Ainsworth’s had already been censured by the ASA in 2011 for selling similar products. The MHRA failed to step in until Sam Smith, a young BBC reporter, made a programme about it. It still sells Polonium metal 30C and Swine Meningitis 36C, and a booklet recommending homeopathic “vaccination”. Ainsworth’s sales are no doubt helped by the royal warrants.

Runs in the family

Charles is not the only member of the royal family to be obsessed with bizarre forms of medicine.

Frederick Quin, England’s first homeopathic doctor in Vanity Fair 1872. Wikimedia Commons/Adriano Cecioni

The first homeopath to the British royal family, Frederick Quin, was a son of the Duchess of Devonshire (1765-1824). Queen Mary (1865-1953) headed the fundraising efforts to move and expand the London Homeopathic Hospital. King George VI was so enthusiastic that in 1948 he conferred the royal title on it.

The present Queen’s homeopathic physician is Peter Fisher, who is medical director of a hospital, now rebranded, as the Royal London Hospital for Integrated Medicine (RLHIM).

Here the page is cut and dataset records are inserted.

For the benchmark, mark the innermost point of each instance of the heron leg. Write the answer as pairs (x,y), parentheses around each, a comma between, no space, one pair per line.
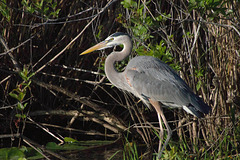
(161,117)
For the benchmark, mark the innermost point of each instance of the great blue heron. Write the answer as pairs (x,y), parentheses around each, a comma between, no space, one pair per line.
(153,81)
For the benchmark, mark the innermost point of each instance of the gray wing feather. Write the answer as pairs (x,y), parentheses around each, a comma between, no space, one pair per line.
(152,78)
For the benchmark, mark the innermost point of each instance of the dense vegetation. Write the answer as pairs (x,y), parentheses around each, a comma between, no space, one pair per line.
(49,92)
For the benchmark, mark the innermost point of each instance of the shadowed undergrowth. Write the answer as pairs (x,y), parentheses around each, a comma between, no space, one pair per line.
(49,92)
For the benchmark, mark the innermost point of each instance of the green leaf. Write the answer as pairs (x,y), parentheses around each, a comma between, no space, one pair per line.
(69,140)
(199,84)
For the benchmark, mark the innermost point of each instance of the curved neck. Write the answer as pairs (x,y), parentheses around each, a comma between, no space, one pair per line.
(115,77)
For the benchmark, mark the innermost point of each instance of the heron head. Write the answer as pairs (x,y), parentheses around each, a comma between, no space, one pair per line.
(111,41)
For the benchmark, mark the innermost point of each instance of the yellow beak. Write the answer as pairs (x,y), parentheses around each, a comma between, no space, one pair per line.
(96,47)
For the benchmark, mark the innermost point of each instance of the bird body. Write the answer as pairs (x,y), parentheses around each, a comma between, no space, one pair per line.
(150,79)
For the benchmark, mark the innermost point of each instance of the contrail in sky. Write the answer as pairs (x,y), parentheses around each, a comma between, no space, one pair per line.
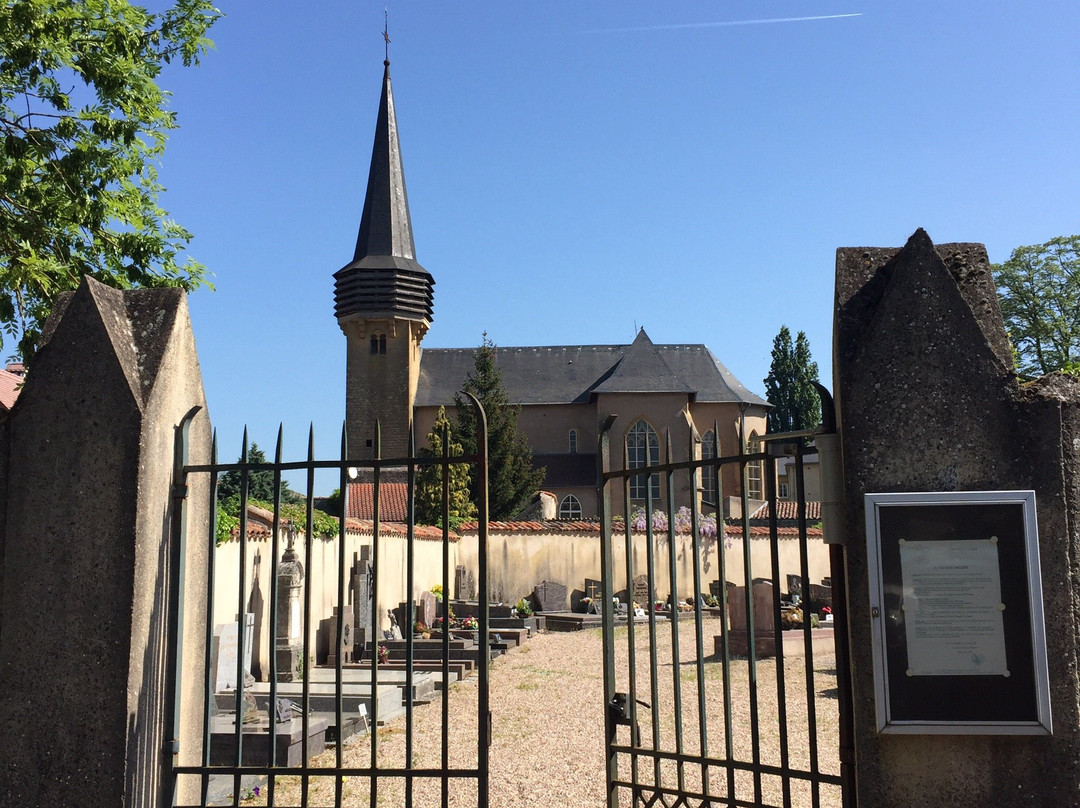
(724,24)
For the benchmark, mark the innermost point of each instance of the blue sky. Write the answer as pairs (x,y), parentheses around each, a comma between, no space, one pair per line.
(577,170)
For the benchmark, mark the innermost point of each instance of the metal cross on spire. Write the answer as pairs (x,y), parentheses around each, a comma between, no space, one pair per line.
(386,32)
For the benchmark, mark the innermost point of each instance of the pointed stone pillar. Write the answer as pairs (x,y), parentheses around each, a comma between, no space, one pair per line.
(85,509)
(928,402)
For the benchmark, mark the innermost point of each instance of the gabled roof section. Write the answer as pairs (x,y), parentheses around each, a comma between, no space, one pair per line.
(383,278)
(574,374)
(642,369)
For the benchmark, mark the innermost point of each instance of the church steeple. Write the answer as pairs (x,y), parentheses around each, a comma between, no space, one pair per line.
(382,303)
(383,278)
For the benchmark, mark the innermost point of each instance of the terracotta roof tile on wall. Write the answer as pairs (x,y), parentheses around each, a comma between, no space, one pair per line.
(788,509)
(393,501)
(9,389)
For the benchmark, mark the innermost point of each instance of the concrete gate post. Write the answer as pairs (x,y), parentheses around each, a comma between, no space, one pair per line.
(928,401)
(85,505)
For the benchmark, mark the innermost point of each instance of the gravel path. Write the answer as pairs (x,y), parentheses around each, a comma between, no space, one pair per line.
(548,727)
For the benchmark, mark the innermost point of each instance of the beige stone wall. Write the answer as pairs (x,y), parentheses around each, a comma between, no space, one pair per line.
(381,386)
(549,427)
(521,560)
(323,578)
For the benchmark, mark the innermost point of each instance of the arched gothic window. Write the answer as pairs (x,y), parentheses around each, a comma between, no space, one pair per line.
(643,448)
(569,508)
(709,472)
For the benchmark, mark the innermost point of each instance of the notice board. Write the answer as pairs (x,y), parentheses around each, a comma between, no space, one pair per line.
(956,613)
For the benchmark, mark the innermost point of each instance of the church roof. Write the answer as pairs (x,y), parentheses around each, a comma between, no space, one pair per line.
(575,374)
(383,278)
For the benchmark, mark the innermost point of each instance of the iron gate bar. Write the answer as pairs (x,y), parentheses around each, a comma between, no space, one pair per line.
(744,460)
(241,619)
(446,617)
(698,628)
(778,631)
(309,660)
(338,690)
(174,636)
(807,627)
(650,563)
(672,562)
(725,623)
(274,547)
(376,516)
(409,610)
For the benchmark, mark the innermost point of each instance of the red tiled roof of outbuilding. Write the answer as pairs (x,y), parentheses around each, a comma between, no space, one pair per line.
(393,501)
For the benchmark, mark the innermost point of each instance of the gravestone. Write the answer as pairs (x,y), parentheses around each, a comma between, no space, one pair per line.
(428,609)
(795,584)
(765,629)
(550,596)
(225,677)
(820,595)
(464,583)
(334,647)
(593,589)
(288,624)
(360,593)
(643,593)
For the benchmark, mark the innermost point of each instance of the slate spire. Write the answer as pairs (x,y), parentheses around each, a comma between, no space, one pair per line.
(383,280)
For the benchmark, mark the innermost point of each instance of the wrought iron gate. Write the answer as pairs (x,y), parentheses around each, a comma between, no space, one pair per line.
(240,759)
(703,710)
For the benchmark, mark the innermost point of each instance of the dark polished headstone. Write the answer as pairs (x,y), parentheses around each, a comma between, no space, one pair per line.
(550,596)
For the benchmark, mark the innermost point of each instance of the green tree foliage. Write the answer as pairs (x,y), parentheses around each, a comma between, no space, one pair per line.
(429,479)
(512,481)
(1039,290)
(259,483)
(790,385)
(83,123)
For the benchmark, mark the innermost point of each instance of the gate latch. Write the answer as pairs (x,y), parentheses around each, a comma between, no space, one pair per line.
(618,709)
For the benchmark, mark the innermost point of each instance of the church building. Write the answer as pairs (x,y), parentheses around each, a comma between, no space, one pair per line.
(679,393)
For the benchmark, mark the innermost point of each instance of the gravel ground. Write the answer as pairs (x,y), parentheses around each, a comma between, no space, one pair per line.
(548,727)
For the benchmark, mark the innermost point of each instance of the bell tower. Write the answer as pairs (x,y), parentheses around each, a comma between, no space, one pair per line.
(382,303)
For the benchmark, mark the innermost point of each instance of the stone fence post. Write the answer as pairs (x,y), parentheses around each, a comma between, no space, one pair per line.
(929,402)
(85,506)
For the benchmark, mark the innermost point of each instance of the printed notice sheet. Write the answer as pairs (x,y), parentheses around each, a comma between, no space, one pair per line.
(953,608)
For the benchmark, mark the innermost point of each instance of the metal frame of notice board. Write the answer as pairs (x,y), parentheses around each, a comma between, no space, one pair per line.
(956,614)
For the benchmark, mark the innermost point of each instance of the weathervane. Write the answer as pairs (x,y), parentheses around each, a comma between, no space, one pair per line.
(386,32)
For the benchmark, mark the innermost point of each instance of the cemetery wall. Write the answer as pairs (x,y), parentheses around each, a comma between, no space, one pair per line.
(322,577)
(523,557)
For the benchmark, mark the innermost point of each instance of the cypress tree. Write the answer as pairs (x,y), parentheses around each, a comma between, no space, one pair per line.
(512,481)
(429,479)
(790,385)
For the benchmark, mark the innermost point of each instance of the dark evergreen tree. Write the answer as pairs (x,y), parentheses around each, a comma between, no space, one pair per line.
(1039,290)
(512,481)
(259,483)
(429,479)
(790,385)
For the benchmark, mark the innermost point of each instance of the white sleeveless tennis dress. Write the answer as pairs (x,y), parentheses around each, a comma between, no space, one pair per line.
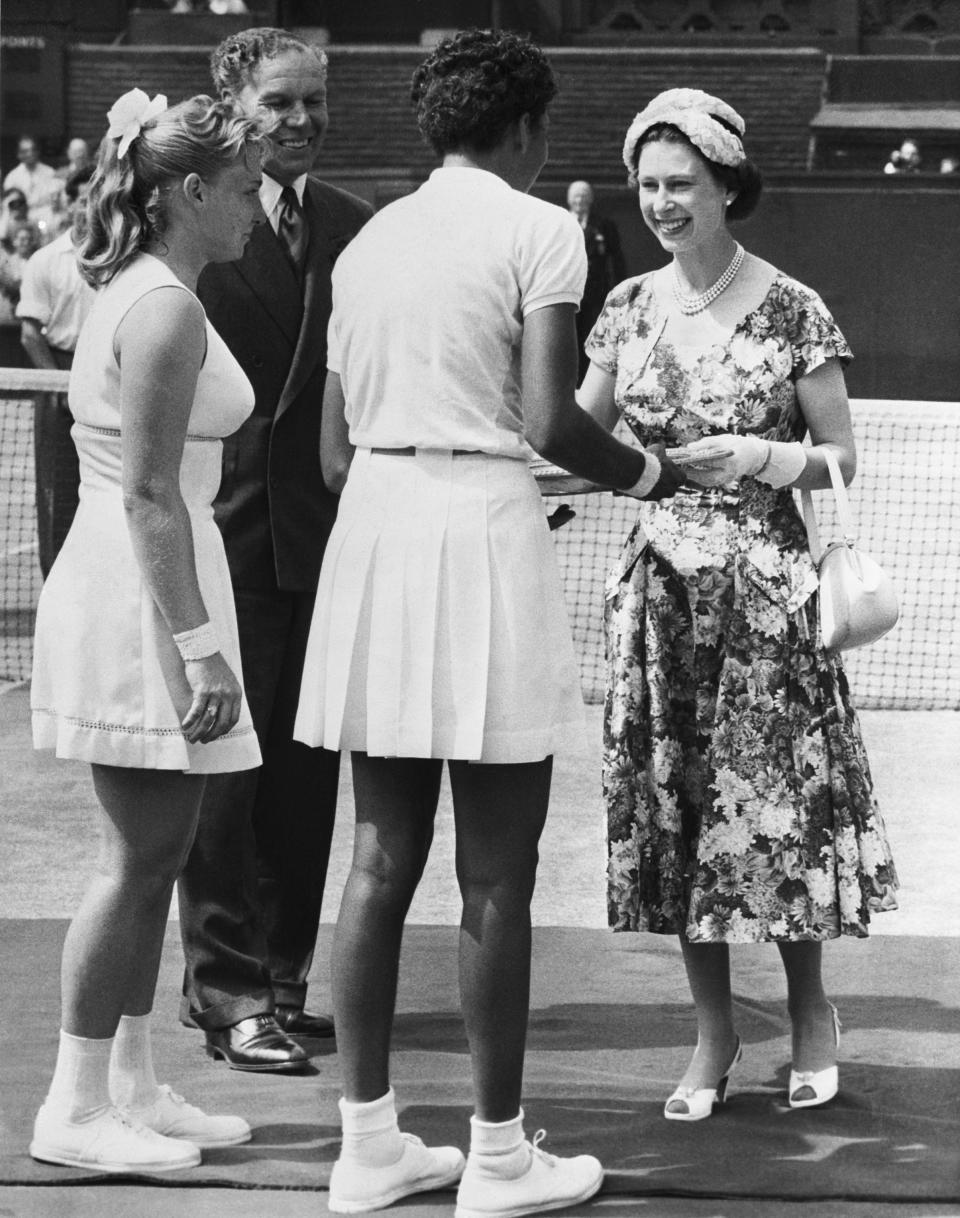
(105,664)
(440,627)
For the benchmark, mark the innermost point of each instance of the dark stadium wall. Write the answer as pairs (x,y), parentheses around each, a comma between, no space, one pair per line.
(882,251)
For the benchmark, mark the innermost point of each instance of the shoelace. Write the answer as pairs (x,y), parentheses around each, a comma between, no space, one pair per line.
(166,1089)
(541,1154)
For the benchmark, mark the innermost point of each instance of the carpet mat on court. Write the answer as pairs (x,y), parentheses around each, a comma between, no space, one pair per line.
(610,1032)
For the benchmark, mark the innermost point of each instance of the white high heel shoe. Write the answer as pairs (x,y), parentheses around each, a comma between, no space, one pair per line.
(811,1088)
(697,1104)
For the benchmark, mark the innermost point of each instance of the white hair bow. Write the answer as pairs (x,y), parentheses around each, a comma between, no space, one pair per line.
(129,113)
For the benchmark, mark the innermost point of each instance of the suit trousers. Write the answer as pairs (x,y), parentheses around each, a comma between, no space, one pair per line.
(57,470)
(251,892)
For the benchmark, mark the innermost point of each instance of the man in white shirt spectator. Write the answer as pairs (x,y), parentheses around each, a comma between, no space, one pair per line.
(54,302)
(39,184)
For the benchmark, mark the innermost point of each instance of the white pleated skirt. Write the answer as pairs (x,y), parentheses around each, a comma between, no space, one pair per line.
(440,627)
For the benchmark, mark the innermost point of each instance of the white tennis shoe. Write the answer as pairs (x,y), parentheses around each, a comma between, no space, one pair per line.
(356,1188)
(107,1140)
(173,1117)
(547,1183)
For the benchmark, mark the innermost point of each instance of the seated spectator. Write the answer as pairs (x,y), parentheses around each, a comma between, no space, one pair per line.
(14,212)
(606,264)
(905,158)
(24,241)
(39,184)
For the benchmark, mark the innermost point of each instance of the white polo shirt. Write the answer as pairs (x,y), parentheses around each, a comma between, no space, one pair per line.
(429,301)
(54,294)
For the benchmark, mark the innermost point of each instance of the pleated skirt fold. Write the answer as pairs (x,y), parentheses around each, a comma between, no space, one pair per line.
(440,627)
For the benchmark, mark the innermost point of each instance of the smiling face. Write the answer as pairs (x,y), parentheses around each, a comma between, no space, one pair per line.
(289,94)
(680,200)
(232,207)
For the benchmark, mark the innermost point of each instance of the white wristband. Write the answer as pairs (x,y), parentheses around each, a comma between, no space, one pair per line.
(783,464)
(197,643)
(648,479)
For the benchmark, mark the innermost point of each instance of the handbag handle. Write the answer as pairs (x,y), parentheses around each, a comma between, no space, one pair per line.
(843,509)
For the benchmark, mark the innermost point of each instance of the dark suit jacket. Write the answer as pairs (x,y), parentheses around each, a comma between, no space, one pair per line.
(606,266)
(272,507)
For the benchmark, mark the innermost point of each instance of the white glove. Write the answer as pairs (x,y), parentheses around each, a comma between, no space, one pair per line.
(769,461)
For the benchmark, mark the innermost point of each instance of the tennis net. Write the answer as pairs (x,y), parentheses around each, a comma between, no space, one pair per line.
(905,501)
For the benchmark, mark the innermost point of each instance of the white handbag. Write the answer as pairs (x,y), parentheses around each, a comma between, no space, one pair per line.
(858,603)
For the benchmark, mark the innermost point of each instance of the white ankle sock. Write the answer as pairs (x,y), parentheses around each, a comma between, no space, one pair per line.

The RLHIM is a great embarrassment to the otherwise excellent UCL Hospital Trust. It has been repeatedly condemned by the ASA and has been forced to withdraw all of its patient information. It’s hard to imagine that this anachronistic institution would still exist without the patronage of the Queen.

To justify the secrecy of Charles’s letter, the attorney general said:

It is a matter of the highest importance within our constitutional framework that the Monarch is a politically neutral figure.

Questions about health policy are undoubtedly political, and the highly partisan interventions of the prince in the political process make his behaviour unconstitutional. They endanger the monarchy itself. Whether that matters depends on how much you value tradition and how much you value the tourist business generated by the Gilbert & Sullivan flummery at which royals excel.

The least that one can ask of the royal family is that they should not endanger the health of the nation. If I wanted to know the winner of the 2.30 at Ascot, I’d ask a royal. For any question concerning science or medicine I’d ask someone with more education.